It's a very touchy subject for me but I would love to cope with what was happened. Its affecting my marriage due to flares of depression and confusion. It has caused me to hate God, when truth of the matter is my father worked for the church during his last few years.
He died during a trip to the movies to see Batman Forever (1995). I was 7 at the time and i remember sitting next to him with my mom on his other side. About a little more than half way through the movie I heard my mom scream and then people started to realized what was happening. People started rushing to him and pushed me out of the way to try and help. During this I calmly remember seeing a couple at the front look back and then just as fast turn their head back around and continue watching the movie. Now I feel bad for this to this day but I can't deny that I didn't wish they would experience the same. But after a while the paramedics came and by the time we got to the hospital he was pronounced dead. I remember being somewhat still in the hospital chapel watching everyone cry and they were consoling my brother and sister the whole time (they were in the later years of high school at the time). My family says that I was too young to understand but for being 7 I understood perfectly what was going on. So they just pretended everything was ok and joked around about he was in Heaven playing jokes with Jesus.
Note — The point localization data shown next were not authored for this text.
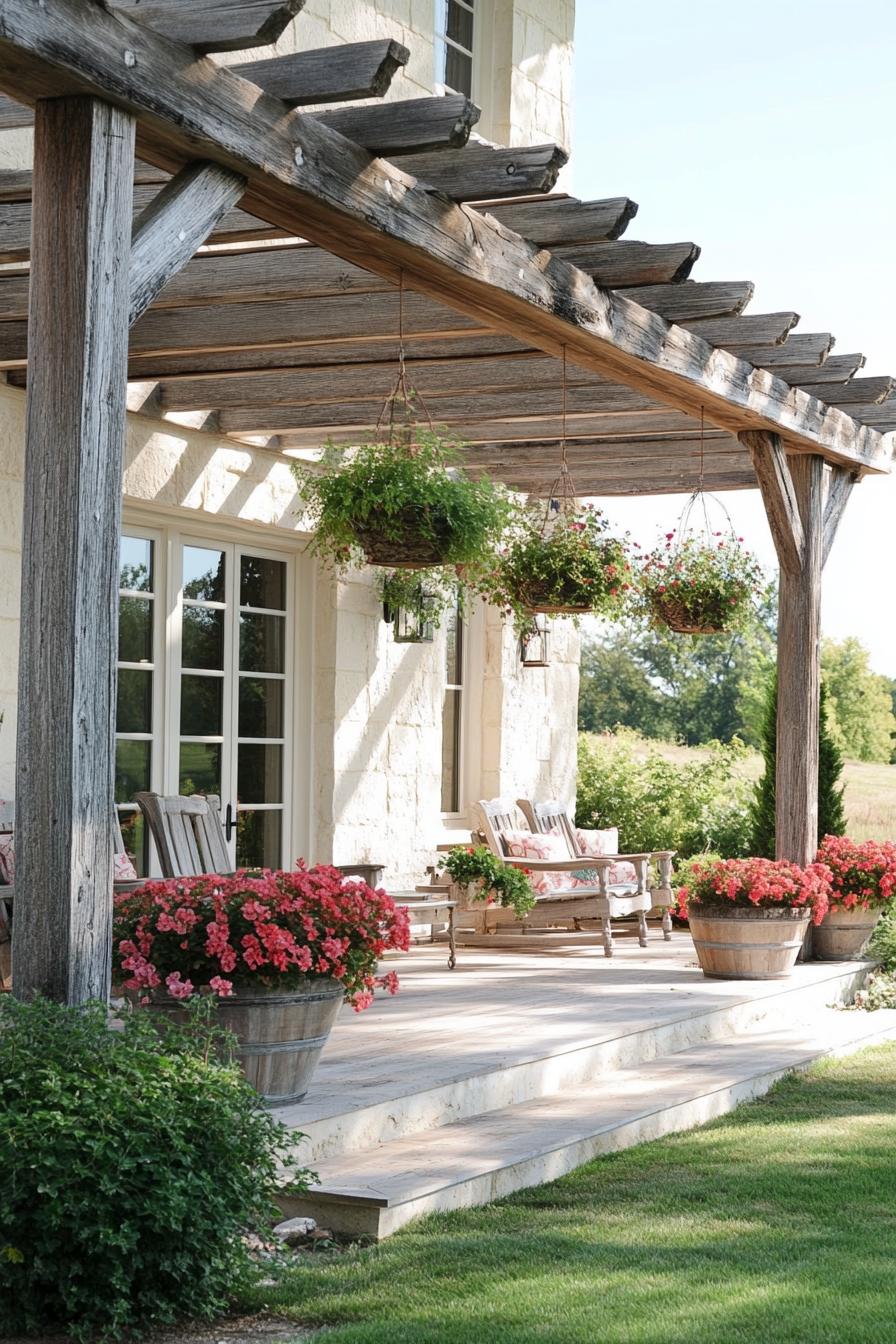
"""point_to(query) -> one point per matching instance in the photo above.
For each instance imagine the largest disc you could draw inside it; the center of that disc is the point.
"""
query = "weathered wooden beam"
(799, 674)
(449, 409)
(779, 496)
(692, 299)
(214, 24)
(617, 264)
(75, 434)
(482, 172)
(341, 73)
(257, 325)
(563, 219)
(752, 328)
(414, 125)
(836, 368)
(306, 179)
(855, 391)
(840, 487)
(15, 226)
(809, 348)
(175, 225)
(366, 383)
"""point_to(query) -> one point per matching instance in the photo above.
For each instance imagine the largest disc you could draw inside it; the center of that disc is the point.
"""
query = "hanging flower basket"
(560, 562)
(699, 585)
(402, 503)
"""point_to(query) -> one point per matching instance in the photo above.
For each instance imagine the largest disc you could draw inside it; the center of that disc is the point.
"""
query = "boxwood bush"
(132, 1163)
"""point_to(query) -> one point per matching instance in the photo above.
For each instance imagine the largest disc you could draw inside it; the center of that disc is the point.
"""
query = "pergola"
(293, 339)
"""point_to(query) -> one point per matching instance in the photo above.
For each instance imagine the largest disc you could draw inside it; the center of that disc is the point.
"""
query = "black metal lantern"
(535, 643)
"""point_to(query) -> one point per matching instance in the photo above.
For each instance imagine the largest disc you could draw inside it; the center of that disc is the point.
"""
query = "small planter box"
(842, 934)
(739, 942)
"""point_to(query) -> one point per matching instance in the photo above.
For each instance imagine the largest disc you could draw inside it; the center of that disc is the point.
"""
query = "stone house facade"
(250, 672)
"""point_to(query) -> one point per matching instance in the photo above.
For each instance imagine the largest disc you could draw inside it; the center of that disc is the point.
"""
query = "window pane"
(135, 702)
(136, 563)
(135, 629)
(262, 582)
(259, 773)
(132, 769)
(203, 637)
(450, 751)
(199, 768)
(458, 71)
(454, 648)
(202, 706)
(261, 708)
(460, 24)
(258, 840)
(261, 643)
(203, 574)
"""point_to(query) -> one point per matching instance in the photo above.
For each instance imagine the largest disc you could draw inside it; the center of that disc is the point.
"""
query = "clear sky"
(765, 133)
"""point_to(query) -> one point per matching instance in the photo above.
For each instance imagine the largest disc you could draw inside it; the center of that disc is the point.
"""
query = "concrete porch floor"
(535, 1055)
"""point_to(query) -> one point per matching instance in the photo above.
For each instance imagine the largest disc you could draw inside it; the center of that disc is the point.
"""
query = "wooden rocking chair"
(603, 901)
(552, 816)
(188, 835)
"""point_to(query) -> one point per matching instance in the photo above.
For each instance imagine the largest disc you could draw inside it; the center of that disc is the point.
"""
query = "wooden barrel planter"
(281, 1035)
(842, 934)
(740, 942)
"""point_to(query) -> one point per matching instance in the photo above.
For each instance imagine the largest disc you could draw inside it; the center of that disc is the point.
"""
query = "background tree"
(832, 817)
(860, 702)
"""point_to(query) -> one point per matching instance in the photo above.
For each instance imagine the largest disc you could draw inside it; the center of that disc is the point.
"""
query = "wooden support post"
(75, 432)
(799, 674)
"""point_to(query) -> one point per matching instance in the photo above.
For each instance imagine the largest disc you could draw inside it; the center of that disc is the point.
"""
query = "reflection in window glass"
(136, 562)
(262, 582)
(203, 574)
(261, 643)
(199, 768)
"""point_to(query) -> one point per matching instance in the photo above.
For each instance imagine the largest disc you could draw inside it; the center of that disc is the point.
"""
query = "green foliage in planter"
(567, 561)
(132, 1163)
(699, 582)
(832, 816)
(661, 804)
(403, 489)
(426, 597)
(476, 864)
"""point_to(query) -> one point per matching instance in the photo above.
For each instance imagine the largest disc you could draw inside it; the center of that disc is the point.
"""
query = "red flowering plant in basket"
(756, 882)
(863, 872)
(269, 929)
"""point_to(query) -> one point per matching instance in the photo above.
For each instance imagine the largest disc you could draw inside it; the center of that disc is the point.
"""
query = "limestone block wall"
(529, 715)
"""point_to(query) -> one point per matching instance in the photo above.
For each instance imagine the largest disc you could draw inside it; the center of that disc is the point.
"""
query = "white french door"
(230, 682)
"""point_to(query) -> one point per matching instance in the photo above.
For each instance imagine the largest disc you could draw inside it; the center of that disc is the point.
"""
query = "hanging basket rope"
(680, 609)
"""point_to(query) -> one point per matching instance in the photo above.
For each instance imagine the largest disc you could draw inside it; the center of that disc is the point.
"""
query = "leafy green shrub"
(660, 804)
(133, 1159)
(476, 864)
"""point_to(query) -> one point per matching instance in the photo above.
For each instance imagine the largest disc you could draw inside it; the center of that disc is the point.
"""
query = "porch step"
(486, 1156)
(380, 1098)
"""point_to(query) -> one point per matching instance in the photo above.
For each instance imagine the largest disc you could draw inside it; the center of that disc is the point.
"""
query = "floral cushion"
(597, 843)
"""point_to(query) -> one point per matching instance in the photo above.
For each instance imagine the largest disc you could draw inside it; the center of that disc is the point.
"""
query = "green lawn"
(777, 1223)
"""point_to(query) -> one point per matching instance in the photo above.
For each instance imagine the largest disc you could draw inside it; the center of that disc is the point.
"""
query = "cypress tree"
(832, 819)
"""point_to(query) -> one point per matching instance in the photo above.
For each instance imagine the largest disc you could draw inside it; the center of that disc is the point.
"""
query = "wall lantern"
(535, 641)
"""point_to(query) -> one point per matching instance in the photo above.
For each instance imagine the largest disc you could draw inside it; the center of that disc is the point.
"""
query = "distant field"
(871, 790)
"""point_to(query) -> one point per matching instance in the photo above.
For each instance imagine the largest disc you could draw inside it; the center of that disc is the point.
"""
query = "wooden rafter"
(372, 211)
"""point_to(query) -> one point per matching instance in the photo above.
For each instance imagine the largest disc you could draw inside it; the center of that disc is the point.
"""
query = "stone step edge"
(446, 1104)
(376, 1216)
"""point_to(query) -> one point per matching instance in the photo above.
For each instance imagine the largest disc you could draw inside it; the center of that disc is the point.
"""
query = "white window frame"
(441, 42)
(298, 710)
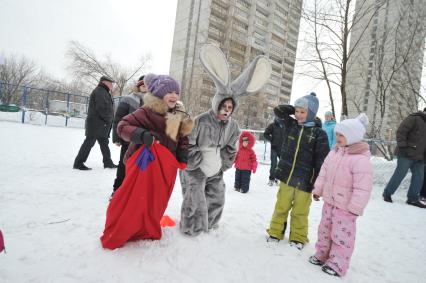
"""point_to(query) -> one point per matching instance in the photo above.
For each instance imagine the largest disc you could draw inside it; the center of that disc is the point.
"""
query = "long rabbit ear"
(214, 61)
(253, 78)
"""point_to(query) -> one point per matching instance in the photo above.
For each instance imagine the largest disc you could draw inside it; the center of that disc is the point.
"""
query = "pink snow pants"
(336, 238)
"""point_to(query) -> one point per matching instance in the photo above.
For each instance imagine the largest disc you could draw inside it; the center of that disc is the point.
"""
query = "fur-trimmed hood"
(178, 122)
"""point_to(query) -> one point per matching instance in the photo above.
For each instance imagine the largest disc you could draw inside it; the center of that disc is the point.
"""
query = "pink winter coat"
(246, 157)
(346, 178)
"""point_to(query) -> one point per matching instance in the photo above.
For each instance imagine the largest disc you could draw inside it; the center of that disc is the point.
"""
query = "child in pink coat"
(345, 183)
(245, 162)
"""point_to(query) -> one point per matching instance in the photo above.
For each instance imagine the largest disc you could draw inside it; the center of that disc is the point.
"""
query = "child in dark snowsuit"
(304, 149)
(245, 162)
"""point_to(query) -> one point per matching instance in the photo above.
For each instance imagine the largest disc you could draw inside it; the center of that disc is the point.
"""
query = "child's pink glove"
(316, 197)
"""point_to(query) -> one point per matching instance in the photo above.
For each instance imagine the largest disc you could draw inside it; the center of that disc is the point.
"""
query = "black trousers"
(87, 145)
(242, 180)
(121, 169)
(423, 191)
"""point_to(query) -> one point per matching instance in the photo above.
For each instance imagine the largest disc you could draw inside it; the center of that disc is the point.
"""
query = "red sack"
(137, 207)
(2, 248)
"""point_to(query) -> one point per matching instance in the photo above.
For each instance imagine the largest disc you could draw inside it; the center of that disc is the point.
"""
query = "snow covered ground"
(52, 217)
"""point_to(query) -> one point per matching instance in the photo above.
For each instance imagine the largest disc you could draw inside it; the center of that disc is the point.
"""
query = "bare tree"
(86, 66)
(16, 72)
(329, 49)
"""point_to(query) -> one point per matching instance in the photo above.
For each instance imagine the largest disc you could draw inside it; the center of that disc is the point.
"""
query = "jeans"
(274, 162)
(86, 147)
(242, 180)
(417, 174)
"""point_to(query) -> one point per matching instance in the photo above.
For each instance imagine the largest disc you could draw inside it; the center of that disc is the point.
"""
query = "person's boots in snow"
(81, 167)
(330, 271)
(297, 245)
(315, 261)
(387, 198)
(272, 239)
(416, 203)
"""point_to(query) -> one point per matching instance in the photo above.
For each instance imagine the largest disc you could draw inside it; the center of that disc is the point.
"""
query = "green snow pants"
(299, 202)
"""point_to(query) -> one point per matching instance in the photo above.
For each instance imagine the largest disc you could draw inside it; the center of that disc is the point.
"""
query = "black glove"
(147, 138)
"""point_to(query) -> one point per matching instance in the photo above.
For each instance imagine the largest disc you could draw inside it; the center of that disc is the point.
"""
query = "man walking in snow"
(410, 152)
(98, 124)
(274, 134)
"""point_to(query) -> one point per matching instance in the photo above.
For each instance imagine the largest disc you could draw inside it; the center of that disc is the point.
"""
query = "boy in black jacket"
(303, 151)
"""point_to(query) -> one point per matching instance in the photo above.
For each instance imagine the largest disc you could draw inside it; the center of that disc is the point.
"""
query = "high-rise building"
(386, 65)
(242, 29)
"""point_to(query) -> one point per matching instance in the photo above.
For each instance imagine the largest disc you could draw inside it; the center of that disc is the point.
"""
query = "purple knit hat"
(160, 85)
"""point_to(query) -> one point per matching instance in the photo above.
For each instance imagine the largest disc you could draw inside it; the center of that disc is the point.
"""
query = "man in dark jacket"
(410, 152)
(98, 124)
(274, 134)
(127, 105)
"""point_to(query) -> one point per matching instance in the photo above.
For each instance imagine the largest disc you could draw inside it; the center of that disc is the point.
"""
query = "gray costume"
(212, 143)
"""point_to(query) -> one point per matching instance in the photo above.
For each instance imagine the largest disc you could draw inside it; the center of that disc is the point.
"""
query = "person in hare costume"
(212, 143)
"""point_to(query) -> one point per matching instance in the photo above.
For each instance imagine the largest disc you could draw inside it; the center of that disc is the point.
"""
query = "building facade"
(242, 29)
(386, 66)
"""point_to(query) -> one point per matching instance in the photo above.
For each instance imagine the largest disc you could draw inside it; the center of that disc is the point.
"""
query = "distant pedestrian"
(98, 124)
(274, 134)
(410, 152)
(245, 162)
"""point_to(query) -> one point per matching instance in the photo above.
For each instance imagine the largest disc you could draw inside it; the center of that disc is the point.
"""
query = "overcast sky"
(124, 29)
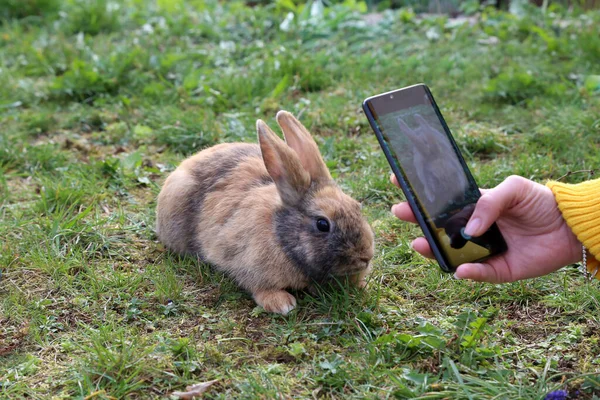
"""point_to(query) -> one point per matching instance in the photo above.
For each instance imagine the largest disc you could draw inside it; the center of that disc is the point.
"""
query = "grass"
(101, 100)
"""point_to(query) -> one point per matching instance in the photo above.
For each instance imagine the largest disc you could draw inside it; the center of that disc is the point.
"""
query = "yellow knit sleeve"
(580, 207)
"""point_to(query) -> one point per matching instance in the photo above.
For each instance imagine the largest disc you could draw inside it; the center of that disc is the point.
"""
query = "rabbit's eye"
(323, 225)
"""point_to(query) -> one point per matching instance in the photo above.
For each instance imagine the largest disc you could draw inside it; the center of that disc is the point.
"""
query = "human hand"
(539, 240)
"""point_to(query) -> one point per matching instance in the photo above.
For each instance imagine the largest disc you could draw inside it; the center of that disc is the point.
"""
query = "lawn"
(100, 100)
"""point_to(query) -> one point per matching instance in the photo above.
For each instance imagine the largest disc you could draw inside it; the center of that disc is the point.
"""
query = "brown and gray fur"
(251, 211)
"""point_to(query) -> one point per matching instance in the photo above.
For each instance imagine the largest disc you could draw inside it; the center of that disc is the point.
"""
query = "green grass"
(98, 104)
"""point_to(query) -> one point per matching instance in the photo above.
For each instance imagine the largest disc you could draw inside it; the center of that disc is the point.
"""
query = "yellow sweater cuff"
(580, 207)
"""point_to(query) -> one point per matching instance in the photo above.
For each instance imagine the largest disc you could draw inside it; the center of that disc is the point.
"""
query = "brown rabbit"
(436, 166)
(268, 215)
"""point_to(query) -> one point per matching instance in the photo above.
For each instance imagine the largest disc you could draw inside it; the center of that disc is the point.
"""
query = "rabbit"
(436, 166)
(268, 215)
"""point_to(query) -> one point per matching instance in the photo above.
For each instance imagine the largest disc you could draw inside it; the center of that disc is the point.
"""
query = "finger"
(480, 272)
(404, 212)
(494, 202)
(420, 245)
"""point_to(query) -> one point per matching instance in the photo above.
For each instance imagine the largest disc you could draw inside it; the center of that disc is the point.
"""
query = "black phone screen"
(432, 173)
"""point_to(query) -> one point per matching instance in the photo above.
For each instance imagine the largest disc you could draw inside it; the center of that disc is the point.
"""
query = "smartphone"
(432, 173)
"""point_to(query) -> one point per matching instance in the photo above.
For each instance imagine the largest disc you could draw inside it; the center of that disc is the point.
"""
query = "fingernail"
(472, 226)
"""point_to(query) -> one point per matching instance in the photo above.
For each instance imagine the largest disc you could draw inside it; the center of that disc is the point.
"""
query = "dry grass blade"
(196, 390)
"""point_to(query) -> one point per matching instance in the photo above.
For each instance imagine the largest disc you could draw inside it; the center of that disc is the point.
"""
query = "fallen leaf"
(195, 390)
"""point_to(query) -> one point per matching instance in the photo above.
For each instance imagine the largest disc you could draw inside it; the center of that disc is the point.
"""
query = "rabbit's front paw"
(277, 301)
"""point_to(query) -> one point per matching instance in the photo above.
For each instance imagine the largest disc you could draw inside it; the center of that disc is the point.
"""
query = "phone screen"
(432, 173)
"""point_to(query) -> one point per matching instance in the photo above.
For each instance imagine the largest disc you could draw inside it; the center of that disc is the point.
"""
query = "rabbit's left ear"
(299, 139)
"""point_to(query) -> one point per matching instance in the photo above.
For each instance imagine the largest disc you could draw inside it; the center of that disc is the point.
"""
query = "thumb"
(496, 201)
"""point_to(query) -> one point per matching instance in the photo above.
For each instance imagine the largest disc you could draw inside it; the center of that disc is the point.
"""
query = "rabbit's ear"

I barely made it through high school with this, and I graduated and at a somewhat young age of almost 21. I have a beautiful wife (one of the few who has helped me with this) and a pretty decent career at which I work hard at everyday. But it has been coming back to me pretty vividly lately and is taking its toll on me. I can't sleep, concentrate, or acknowledge that anything happened at all. What hurts the most is when I see people in public that look like he did. Lately I've been thinking that I would rather him runway because he just wasnt satisfied than God take him from me completely. There is something in the Bible about how its wrong to be greedy with God taking your loved ones. I hate God for taking my father and I dont want to anymore. Its tearing me apart slowly.
And that has been marinating for 13 years.